Bugboy, wait until May and reassess. It is too early for us Midwesterners to contemplate a split. Right now winter is still here. In a couple of months time you'll have a better idea.


----------



## BugBoy (Mar 16, 2011)

Adrian Quiney WI said:


> Right now winter is still here. In a couple of months time you'll have a better idea.


Good call. Thanks for the advice! Looking forward to this year. *anxious*


----------



## avesterfelt (Jan 31, 2012)

Ca, I will take the supers off id I need to get in the brood boxes; however if I don’t see any problems up top, I just stay out. As far as when I put them on, I agree that it depends on qty of brood. I want a good working force before I put on the supers and of course a good flow, so it takes some watching to find out when the right time is.
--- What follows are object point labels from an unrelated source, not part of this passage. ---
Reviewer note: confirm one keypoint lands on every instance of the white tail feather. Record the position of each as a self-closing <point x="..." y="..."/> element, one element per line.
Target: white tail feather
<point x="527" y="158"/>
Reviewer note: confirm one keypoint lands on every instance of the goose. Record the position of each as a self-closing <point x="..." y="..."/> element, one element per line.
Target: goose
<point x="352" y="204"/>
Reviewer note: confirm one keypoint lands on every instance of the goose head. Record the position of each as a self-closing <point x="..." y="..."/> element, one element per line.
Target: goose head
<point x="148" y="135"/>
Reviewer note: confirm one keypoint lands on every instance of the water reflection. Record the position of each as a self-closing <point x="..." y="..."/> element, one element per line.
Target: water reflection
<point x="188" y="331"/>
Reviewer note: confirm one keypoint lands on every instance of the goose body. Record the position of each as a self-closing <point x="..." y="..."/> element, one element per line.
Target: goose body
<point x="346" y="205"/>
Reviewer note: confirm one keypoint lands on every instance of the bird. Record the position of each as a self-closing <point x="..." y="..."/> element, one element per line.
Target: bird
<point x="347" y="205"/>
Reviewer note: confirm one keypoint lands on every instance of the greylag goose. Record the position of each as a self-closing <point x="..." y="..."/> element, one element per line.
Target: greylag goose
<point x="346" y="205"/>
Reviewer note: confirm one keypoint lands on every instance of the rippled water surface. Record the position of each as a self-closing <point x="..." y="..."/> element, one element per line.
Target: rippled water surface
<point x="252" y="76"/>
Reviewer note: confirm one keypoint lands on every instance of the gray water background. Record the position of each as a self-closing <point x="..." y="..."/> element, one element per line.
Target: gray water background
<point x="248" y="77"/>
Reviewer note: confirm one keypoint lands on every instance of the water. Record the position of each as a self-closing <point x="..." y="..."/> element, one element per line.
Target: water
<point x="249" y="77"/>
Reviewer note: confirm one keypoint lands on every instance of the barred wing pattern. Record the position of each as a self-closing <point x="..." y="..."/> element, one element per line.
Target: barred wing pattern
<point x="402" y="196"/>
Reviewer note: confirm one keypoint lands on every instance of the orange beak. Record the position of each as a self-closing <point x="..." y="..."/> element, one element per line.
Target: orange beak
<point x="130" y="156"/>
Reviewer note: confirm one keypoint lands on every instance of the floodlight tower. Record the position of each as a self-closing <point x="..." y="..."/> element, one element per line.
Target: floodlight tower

I would not let them go past 75% since a good queen can fill that up in just days with brood.

Bugboy, I second what Adrian said; it is too early for you to be doing a split. I have family up there and they don’t typically do anything till May. I would not normally do anything until the end of this month; however the bees were telling me to split now, so I did. Still too early for you.


----------